United Airlines Abandons Full Year Guidance Due To Virus Uncertainty
Due to the Covid-19 outbreak in China, United Airlines has withdrawn its full-year 2020 forecast and warned it had seen a 100% decline in demand to China.
"Due to the heightened uncertainty surrounding this outbreak, its duration, its impact on overall demand for air travel and the possibility the outbreak spreads to other regions, the Company is withdrawing all full-year 2020 guidance issued on January 21, 2020," United said in a filing on Monday evening.
United suspended all flights between the US and Beijing, Chengdu, Shanghai, and Hong Kong through April 24. These routes represent about 5% of the airliner's 2020 planned capacity.

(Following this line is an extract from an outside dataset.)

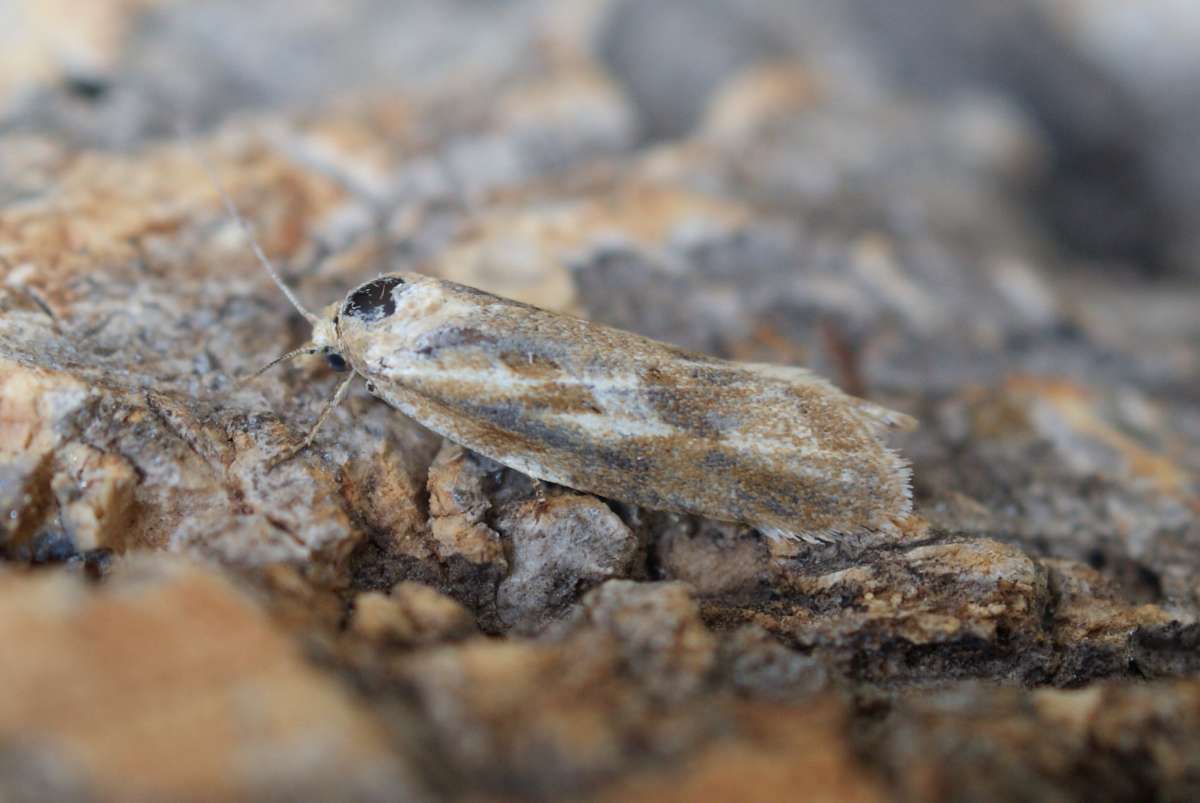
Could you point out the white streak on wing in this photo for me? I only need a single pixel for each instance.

United noted that it had seen "100% decline in near-term demand to China and an approximately 75% decline in near-term demand on the rest of our trans-Pacific routes."
Investors fled airline stocks on Monday as the deadly virus spreads outside China. American Airlines, Delta Air Lines, and cruise ship industry were among the worst performers in the S&P500 on Monday.
And it's not a huge surprise United killed its guidance as analysts seemed to have refused to take note of the virus impact, even if the stock has...
On top of that, Mastercard warned about the fast-spreading virus, now moving across South Korea, Japan, Iran, and Italy could hurt revenue this year.
"Cross-border travel, and to a lesser extent, cross-border e-commerce growth, is being impacted by the Coronavirus. As a result, we now expect that if the trends we have seen recently -- primarily in our cross-border drivers -- continue through the end of the quarter, year-over-year net revenue growth in the first quarter will be approximately 2-3 percentage points lower than discussed on our January 29, 2020 earnings call. Under these circumstances, we would expect year-over-year net revenue growth of 9-10% in the first quarter on a currency-neutral basis, excluding acquisitions," Mastercard warned.
Mastercard added if the virus only impacts the first quarter, then "we expect that our 2020 annual year-over-year net revenue growth rate would be at the low end of the low-teens range."
Shares of both United and MasterCard ended lower on the session today as a broad stock market sell-off was sparked by the spread of the virus from East to West.
Other companies such as Apple, Qualcomm, Procter & Gamble have sounded the alarm on virus impacts for the first quarter, and perhaps weakness rolling into Q2.
And remember, President Trump's top economist, Larry Kudlow is paid to tell happy stories because if you knew the truth, you wouldn't be buying stocks.